First – I think that the Der Spiegel article that covers the “latest” NSA spying capabilities (http://www.spiegel.de/netzwelt/netzpolitik/quantumtheory-wie-die-nsa-weltweit-rechner-hackt-a-941149.html) is very important, and I applaud Jake and the crew that covered this. If you haven’t yet, go read it and go over the slides. Also make sure to read through the “product catalog” here: http://leaksource.wordpress.com/2013/12/30/nsas-ant-division-catalog-of-exploits-for-nearly-every-major-software-hardware-firmware/
So you are back? Great! That being said, I do think that spy agencies should continue spying. BLAM! And yes, it makes total sense to me. Because I do think that spy agencies should keep spying in order to keep their corresponding nations safe. It’s all about the tradecraft and trying to keep a step ahead of your potential enemies.
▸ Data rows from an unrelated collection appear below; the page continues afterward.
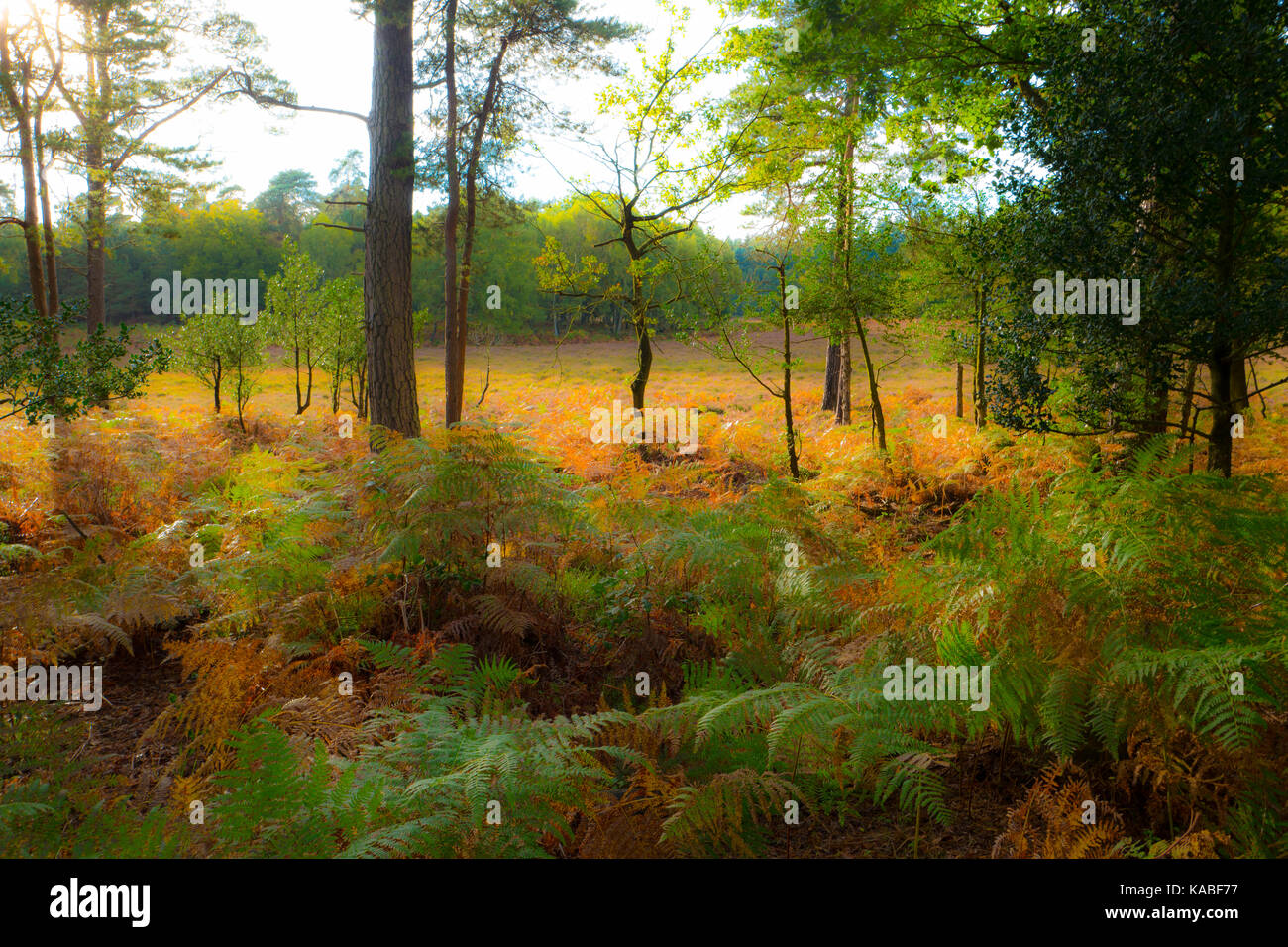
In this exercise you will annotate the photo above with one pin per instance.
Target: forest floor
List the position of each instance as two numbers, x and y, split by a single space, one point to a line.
138 471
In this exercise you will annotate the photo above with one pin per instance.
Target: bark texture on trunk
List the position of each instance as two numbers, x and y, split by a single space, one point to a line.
831 376
386 272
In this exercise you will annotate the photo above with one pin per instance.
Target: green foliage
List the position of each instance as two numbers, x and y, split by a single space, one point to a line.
38 377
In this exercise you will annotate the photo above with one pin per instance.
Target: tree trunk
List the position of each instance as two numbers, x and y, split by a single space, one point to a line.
1222 445
831 376
386 270
95 179
842 382
454 385
789 428
31 219
877 412
456 348
1239 384
47 222
1188 398
980 393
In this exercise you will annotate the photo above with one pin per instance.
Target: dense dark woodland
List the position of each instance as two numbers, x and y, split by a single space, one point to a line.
958 527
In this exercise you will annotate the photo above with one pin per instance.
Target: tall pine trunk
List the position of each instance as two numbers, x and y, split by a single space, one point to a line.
454 382
386 270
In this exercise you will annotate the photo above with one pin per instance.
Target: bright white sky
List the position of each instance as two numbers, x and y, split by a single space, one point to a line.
325 52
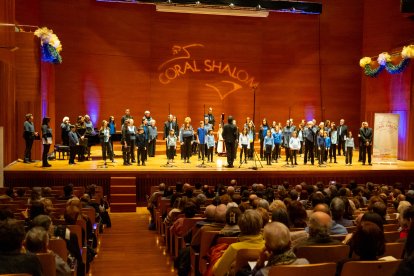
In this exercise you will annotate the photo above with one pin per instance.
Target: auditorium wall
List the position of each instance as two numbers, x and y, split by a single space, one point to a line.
386 29
118 55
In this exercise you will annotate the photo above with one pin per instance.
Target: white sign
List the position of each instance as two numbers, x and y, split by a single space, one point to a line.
386 138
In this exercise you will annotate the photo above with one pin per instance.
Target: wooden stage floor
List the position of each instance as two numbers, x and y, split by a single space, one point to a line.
83 173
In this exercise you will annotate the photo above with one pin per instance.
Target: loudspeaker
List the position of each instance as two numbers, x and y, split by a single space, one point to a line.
407 6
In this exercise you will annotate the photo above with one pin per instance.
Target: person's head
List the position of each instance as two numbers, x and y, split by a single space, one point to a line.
45 121
37 240
11 236
319 224
368 241
373 217
280 215
297 214
337 208
71 214
232 215
220 213
322 207
277 238
210 212
29 117
250 222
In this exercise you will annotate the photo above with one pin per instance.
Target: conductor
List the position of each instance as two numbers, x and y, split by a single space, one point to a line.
230 138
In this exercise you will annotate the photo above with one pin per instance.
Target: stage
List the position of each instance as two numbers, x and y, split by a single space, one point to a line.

Yes, that WILL entail walking (and falling over) a very fine line between legal implications and privacy. It means that as always – agencies will spy on foreign nationals AND citizens. Because yes – terrorists and adversaries do not have boundaries that are defined by the color of your passport. And opposed Jake’s claim in his CCC talk, “carpet bombing” is a totally legitimate way to collect and analyze data. I’m not saying that it’s nice, or legal, or ethical, but it’s effective. It’s up to the agency using this technique to justify and qualify what they do. And yes – keep it quiet – just because of this delicate nature of collection.
Now, back to the data. Yes – agencies (and I’m not picking on the NSA here, these kinds of capabilities exist with lots of other agencies), have these kinds of capabilities to wiretap, modify, exploit and persist on a lot of kinds of accounts and systems. It’s what they are tasked with doing. That’s not even news. But I think that the fact that this comes up again is critical because of something completely different: OPSEC. Operational Security.
The NSA has fallen (again) to the oldest sin of spying – getting cocky. You can see the same behavior from anyone who’s picking up a new capability – be it a script kiddie picking up Metasploit for the first time, someone getting to be decent at martial arts, or any other skill. They get cocky. And think they are unbeatable. And that’s when mistakes start to show up. Basic OPSEC. And I believe that this is an important lesson to learn. Again. Because OPSEC is not a compliance thing that you check off once and forget about it. It’s a basic practice that (should be) taught to everyone that participates in tradecraft. And practiced. And apparently the NSA isn’t that great at it (surprise!). Hence their powerpoint slides are all over the Internet now.
So that’s my little 2c on the topic. Yes – I support spy agencies continued practice, and yes – I support anonymity and privacy, and yes – I support the law and the need to keep improving it. I support the creation of free and open source software designed to enhance your anonymity and privacy. I have actually met Jacob a couple of times (and found it funny that he’s freaking out every time we do meet), and actually think he’s a great guy. Same for Moxie. Complicated? I mentioned it at the beginning. So there you have it. Deal with it.
Now go watch Jake’s talk from CCC. You have to. Because I said so. And for crying out loud – get your OPSEC together.